Comment 7 Ihar Hrachyshka 2024-10-14 13:29:46 UTC
For documentation purposes, the kernel patch that is required for this feature to work is:

```
commit 4d5ec89fc8d14dcdab7214a0c13a1c7321dc6ea9
Author: Numan Siddique <nusiddiq>
Date:   Tue Mar 26 06:13:46 2019 +0530

    net: openvswitch: Add a new action check_pkt_len

    This patch adds a new action - 'check_pkt_len' which checks the
    packet length and executes a set of actions if the packet
    length is greater than the specified length or executes
    another set of actions if the packet length is lesser or equal to.
```

Comment 8 Ihar Hrachyshka 2024-10-14 13:38:07 UTC
The kernel patch was backported back in 2019 for rhel8 branch, as:

```
* Tue Oct 08 2019 Phillip Lougher <plougher> [4.18.0-147.5.el8]
```

So it should be safe to enable the feature for both branches.

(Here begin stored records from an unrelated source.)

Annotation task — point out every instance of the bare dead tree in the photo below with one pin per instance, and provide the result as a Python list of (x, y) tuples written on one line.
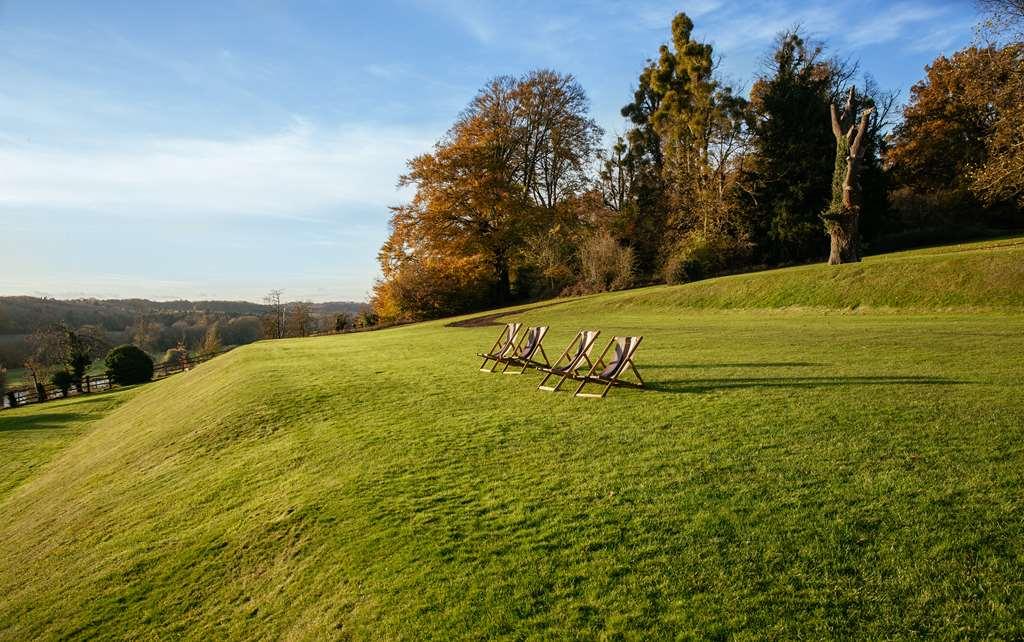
[(842, 219)]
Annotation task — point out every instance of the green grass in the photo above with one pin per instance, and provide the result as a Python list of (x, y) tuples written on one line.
[(803, 472)]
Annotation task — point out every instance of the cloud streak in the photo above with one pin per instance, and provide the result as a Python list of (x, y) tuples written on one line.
[(299, 172)]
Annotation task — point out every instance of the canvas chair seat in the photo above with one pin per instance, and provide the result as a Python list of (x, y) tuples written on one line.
[(584, 343), (504, 346), (611, 372), (526, 356)]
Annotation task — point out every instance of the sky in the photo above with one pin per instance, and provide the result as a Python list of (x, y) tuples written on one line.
[(220, 150)]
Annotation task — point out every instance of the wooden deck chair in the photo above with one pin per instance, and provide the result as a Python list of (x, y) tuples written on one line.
[(584, 343), (611, 372), (504, 346), (526, 352)]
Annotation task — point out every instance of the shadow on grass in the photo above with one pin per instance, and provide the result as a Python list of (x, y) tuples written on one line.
[(708, 385), (761, 365), (38, 421)]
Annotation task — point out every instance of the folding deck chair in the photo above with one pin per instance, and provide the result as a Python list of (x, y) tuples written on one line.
[(584, 342), (626, 347), (526, 350), (504, 347)]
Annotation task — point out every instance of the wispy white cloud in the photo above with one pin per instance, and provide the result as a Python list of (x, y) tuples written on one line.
[(895, 22), (299, 172)]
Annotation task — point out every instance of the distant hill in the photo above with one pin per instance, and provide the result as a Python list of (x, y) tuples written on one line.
[(25, 314), (169, 322)]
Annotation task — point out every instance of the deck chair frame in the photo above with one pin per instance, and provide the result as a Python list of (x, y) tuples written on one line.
[(518, 359), (574, 364), (504, 346), (615, 378)]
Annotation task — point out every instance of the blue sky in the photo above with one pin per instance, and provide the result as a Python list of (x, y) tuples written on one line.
[(218, 150)]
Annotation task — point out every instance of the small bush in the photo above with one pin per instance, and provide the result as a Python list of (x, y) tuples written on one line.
[(605, 265), (697, 257), (62, 380), (127, 365)]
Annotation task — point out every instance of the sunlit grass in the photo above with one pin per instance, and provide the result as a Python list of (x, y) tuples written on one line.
[(790, 473)]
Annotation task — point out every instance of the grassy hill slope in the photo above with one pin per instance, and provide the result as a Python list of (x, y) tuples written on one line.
[(795, 473)]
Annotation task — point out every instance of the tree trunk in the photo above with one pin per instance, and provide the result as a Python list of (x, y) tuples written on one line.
[(845, 233), (842, 219), (504, 284)]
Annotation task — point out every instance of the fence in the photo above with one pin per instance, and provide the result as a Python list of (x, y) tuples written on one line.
[(30, 394)]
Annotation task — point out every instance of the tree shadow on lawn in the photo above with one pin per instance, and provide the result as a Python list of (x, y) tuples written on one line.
[(761, 365), (40, 421), (708, 385)]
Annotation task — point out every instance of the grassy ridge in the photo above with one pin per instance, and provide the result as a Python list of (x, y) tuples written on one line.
[(798, 474), (979, 275)]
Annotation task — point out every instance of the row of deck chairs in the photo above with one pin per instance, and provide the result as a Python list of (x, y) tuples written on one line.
[(520, 351)]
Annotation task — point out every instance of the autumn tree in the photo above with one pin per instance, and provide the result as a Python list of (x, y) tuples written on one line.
[(1000, 177), (505, 170), (698, 125), (272, 322), (211, 340), (300, 321), (842, 217), (145, 334), (963, 127)]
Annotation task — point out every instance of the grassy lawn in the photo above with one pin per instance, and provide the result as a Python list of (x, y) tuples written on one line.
[(801, 471)]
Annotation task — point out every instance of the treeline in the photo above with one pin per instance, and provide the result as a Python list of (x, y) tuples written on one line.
[(518, 201), (160, 327)]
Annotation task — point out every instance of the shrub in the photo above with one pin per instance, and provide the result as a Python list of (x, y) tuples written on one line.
[(699, 257), (605, 265), (127, 365), (64, 380)]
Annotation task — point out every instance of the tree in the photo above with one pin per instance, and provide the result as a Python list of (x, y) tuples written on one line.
[(1004, 16), (300, 319), (64, 380), (145, 334), (80, 349), (46, 356), (843, 214), (518, 153), (211, 341), (786, 180), (963, 126), (342, 322), (127, 365), (1000, 177), (367, 318), (273, 319)]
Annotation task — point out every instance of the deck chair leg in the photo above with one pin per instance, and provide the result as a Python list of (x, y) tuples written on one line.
[(580, 387), (545, 355), (636, 373)]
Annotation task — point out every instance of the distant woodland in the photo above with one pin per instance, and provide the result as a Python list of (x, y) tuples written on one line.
[(161, 326)]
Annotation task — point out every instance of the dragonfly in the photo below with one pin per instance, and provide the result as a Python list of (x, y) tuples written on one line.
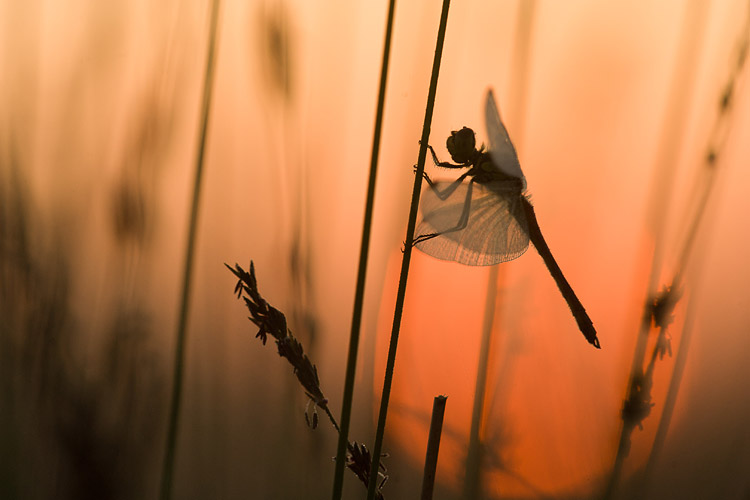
[(485, 217)]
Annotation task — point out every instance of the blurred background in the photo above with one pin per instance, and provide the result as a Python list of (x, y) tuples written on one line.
[(632, 125)]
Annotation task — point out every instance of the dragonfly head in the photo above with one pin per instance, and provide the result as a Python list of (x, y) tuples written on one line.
[(462, 145)]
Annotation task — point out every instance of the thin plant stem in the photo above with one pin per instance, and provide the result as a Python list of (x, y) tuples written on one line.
[(351, 362), (518, 86), (472, 481), (682, 84), (660, 308), (408, 246), (179, 360), (433, 447), (682, 352)]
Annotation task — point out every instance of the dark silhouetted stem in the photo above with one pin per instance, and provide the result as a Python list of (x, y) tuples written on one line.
[(408, 246), (179, 360), (579, 313), (351, 362), (433, 447)]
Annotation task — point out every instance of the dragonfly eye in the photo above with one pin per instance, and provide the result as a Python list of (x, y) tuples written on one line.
[(462, 144)]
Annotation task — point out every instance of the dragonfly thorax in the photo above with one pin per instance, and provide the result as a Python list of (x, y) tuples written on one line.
[(462, 146)]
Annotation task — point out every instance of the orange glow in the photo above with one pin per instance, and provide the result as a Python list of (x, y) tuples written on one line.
[(612, 107)]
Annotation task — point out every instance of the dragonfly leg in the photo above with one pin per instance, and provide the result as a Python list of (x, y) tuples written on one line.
[(444, 164), (462, 221), (445, 193)]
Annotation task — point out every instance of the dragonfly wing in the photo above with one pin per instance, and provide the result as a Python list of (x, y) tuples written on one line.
[(501, 149), (495, 232)]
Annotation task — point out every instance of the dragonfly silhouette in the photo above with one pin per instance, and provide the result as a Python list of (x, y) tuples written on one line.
[(488, 219)]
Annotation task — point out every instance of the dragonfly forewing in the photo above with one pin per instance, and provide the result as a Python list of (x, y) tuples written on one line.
[(501, 148), (495, 231)]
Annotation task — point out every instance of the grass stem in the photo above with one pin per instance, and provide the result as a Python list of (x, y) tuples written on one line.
[(179, 360), (408, 245), (351, 362), (433, 447)]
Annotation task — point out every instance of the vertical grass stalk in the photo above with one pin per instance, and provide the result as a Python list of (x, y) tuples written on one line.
[(518, 84), (179, 360), (714, 149), (433, 447), (351, 362), (408, 245), (682, 84)]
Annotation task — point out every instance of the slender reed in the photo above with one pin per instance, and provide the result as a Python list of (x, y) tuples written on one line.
[(433, 447), (408, 245), (272, 322), (179, 360), (659, 306), (712, 155), (351, 362), (518, 86)]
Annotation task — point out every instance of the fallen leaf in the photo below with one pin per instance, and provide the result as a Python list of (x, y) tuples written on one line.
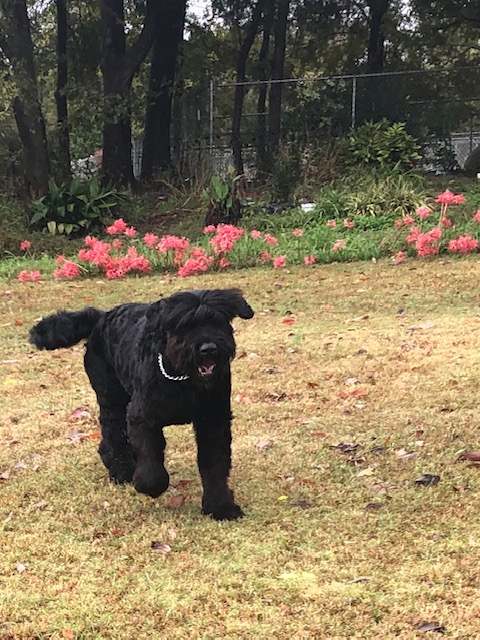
[(403, 454), (422, 327), (303, 504), (431, 626), (160, 547), (374, 506), (470, 456), (369, 471), (427, 480), (39, 505), (359, 579), (81, 413), (359, 318), (345, 447), (176, 501), (263, 444)]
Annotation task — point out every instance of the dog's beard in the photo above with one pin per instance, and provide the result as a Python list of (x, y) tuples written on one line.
[(186, 359)]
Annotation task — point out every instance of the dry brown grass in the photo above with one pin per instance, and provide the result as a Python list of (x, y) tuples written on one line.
[(334, 545)]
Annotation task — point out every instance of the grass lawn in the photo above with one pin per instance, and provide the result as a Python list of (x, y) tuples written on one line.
[(352, 381)]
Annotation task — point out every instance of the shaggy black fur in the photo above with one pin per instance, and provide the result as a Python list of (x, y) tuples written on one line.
[(192, 333)]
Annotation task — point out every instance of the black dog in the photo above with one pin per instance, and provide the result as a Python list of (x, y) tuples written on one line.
[(152, 365)]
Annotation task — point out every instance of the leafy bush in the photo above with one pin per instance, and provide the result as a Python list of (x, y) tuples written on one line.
[(472, 164), (81, 206), (383, 145), (221, 200)]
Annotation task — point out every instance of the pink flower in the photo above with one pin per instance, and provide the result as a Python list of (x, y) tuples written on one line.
[(269, 239), (29, 276), (68, 269), (226, 235), (427, 244), (119, 226), (177, 244), (463, 245), (423, 212), (447, 197), (198, 264), (150, 240), (413, 235), (130, 232)]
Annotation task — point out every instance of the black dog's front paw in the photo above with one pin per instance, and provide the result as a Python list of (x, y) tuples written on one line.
[(152, 483), (226, 511)]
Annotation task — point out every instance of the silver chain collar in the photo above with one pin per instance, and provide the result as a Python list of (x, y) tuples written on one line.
[(168, 376)]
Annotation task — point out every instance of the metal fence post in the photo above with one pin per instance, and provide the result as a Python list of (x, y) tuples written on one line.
[(211, 120), (354, 100)]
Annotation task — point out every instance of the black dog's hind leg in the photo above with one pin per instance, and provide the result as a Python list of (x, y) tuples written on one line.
[(148, 442), (214, 462), (115, 449)]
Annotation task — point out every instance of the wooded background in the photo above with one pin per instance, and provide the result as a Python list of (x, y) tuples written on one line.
[(79, 76)]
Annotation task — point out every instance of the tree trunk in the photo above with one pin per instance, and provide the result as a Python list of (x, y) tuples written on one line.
[(16, 42), (276, 89), (245, 48), (376, 37), (168, 37), (263, 87), (64, 168), (118, 69)]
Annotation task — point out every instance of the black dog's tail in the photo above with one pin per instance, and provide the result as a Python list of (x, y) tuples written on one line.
[(64, 329)]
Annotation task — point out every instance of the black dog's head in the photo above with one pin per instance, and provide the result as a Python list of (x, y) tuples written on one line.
[(197, 337)]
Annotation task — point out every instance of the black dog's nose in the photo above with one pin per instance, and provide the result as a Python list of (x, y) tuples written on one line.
[(208, 349)]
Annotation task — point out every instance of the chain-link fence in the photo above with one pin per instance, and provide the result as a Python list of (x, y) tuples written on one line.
[(441, 109)]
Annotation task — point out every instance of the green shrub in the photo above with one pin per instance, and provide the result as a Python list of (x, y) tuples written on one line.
[(472, 164), (81, 206), (383, 145)]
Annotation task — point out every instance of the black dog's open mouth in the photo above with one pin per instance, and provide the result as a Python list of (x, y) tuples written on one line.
[(207, 368)]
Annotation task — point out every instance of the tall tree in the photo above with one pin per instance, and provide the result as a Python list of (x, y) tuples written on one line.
[(168, 35), (276, 89), (16, 43), (376, 35), (61, 92), (119, 65), (263, 74), (251, 29)]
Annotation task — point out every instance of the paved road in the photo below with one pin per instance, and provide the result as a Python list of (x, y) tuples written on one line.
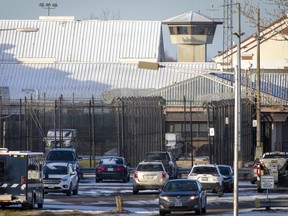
[(102, 195)]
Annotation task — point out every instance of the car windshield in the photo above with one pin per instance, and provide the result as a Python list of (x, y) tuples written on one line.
[(224, 170), (60, 156), (155, 157), (181, 186), (150, 167), (55, 170), (276, 156), (205, 170), (111, 161)]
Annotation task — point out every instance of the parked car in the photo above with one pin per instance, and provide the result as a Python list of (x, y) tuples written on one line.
[(209, 177), (183, 195), (112, 168), (60, 177), (149, 176), (168, 161), (253, 173), (67, 155), (228, 177)]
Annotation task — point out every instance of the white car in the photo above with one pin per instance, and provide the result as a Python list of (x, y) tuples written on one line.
[(149, 176), (209, 177), (60, 177)]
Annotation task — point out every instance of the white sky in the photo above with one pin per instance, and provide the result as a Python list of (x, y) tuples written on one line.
[(157, 10)]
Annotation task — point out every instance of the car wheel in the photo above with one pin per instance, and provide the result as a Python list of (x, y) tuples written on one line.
[(135, 191), (220, 193), (40, 205), (69, 191), (162, 212), (32, 205), (204, 210), (75, 191), (199, 210)]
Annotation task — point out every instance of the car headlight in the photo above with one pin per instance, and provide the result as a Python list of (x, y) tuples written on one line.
[(65, 178), (164, 198), (193, 197)]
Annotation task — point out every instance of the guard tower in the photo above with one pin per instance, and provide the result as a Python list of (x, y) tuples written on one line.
[(192, 32)]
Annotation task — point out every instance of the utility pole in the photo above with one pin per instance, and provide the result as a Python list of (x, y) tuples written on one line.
[(259, 148), (237, 114)]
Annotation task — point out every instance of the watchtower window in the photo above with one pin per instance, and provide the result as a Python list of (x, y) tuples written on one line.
[(198, 30), (182, 30), (211, 30)]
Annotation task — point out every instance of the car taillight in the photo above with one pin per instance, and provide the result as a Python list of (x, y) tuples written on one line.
[(23, 180), (120, 168), (100, 168)]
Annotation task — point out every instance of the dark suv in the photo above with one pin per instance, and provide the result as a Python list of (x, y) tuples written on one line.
[(168, 161), (67, 155)]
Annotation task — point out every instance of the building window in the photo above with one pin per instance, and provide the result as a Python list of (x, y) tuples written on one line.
[(173, 30), (199, 129), (211, 30), (182, 30), (198, 30)]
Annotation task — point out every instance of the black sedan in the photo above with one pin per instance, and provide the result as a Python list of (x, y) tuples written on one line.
[(182, 195), (112, 168)]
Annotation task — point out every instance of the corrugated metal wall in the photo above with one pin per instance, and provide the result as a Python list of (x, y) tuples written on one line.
[(81, 40)]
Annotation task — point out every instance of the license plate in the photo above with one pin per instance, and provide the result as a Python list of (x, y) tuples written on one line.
[(204, 179), (178, 204)]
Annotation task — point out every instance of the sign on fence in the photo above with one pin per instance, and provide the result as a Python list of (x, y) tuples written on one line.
[(267, 182)]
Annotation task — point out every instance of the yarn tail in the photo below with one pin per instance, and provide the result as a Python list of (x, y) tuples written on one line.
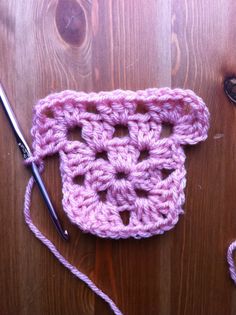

Comment 9 Ihar Hrachyshka 2024-10-14 14:11:26 UTC
Greg, I provided a known issue text. Please adjust if needed.

---

The current plan for the issue is:

1. Docs.

a) deliver the Known Issue (with proposed workarounds) to 17.1.x customers.
b) add a KCS on how and when to enable OVNEmitNeedToFrag.
c) update https://docs.redhat.com/en/documentation/red_hat_openstack_platform/17.1/html-single/overcloud_parameters/index#ref_networking-neutron-parameters_overcloud_parameters so that it does NOT claim that OVNEmitNeedToFrag is for "host kernel (version >= 5.2)" because it's not valid for RHEL kernel that has extensive backports to older versions. In reality, all RHEL8/9 kernels support this feature.

2. 17.x.
a) backport the fix to flip the default for ovn_emit_need_to_frag to True in neutron.
b) set default for tripleo OVNEmitNeedToFrag to True in wallaby.

3. 18.x.
a) backport the fix to flip the default for ovn_emit_need_to_frag to True in neutron.
b) set ovn_emit_need_to_frag=True in neutron-operator default config template.

Comment 10 Ihar Hrachyshka 2024-10-14 14:21:55 UTC
This bz will be used for the following from the plan above:

```
2. 17.x.
a) backport the fix to flip the default for ovn_emit_need_to_frag to True in neutron.
```

The rest will get their own bzs / jiras.

Comment 11 Ihar Hrachyshka 2024-10-14 14:30:57 UTC
Final tally:

1. docs: known issue doc text updated in this bz; kcs request: https://bugzilla.redhat.com/show_bug.cgi?id=2318544 ; fix OVNEmitNeedToFrag description in docs: https://bugzilla.redhat.com/show_bug.cgi?id=2318545
2. neutron backport: this BZ; tripleo enable by default: https://bugzilla.redhat.com/show_bug.cgi?id=2318546
3. 18.x Jira to enable it in operator and in neutron: https://issues.redhat.com/browse/OSPRH-10684

Comment 12 Ihar Hrachyshka 2024-10-14 14:34:52 UTC
I'm moving this to NEW since the backport was not posted. I also unassign myself to give a chance to the team to consider it for planning / someone else to pick it up.